Cumhuriyet’in 100. yılı ile ilgili konuşan Erdoğan, “Cumhuriyetimizin banisi Gazi Mustafa Kemal Atatürk başta olmak üzere Milli Mücadele’nin tüm kahramanlarını, aziz şehitlerimizi, vatan topraklarını kanlarıyla sulayan yiğit gazilerimizi rahmetle yad ediyorum. Türkiye’nin gelişmesi, kalkınması, güçlenmesi için samimiyetle çalışan herkese teşekkür ederim. Gerek telefonla arayarak gerekse mesaj göndererek 100. yıl heyecanımızı paylaşan dost ülkelerin liderlerine şükranlarımı sunuyorum.
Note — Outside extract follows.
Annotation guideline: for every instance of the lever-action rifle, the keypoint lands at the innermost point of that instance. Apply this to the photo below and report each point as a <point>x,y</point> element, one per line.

Cumhuriyetimizin 100. yıldönümünü manasına ve önemine yakışır bir şekilde 85 milyon olarak büyük bir gururla kutladık. İstanbul Boğazı’nda yapılan geçit törenimizde ülkemizin savunma sanayi alanında ulaştığı seviyeyi yeniden görme fırsatı bulduk. Dünyanın ilk SİHA gemisi vasfını taşıyan, donanmamızın amiral gemisi TCG Anadolu’nun öncülüğünde 100 savaş gemimiz tarafından yapılan geçit töreni bizi hem duygulandırdı hem de kıvanç kaynağımız oldu. Geçit törenimiz, donanmamızın gücünü göstermesinin yanında çok önemli stratejik mesajlar da içeriyordu” dedi.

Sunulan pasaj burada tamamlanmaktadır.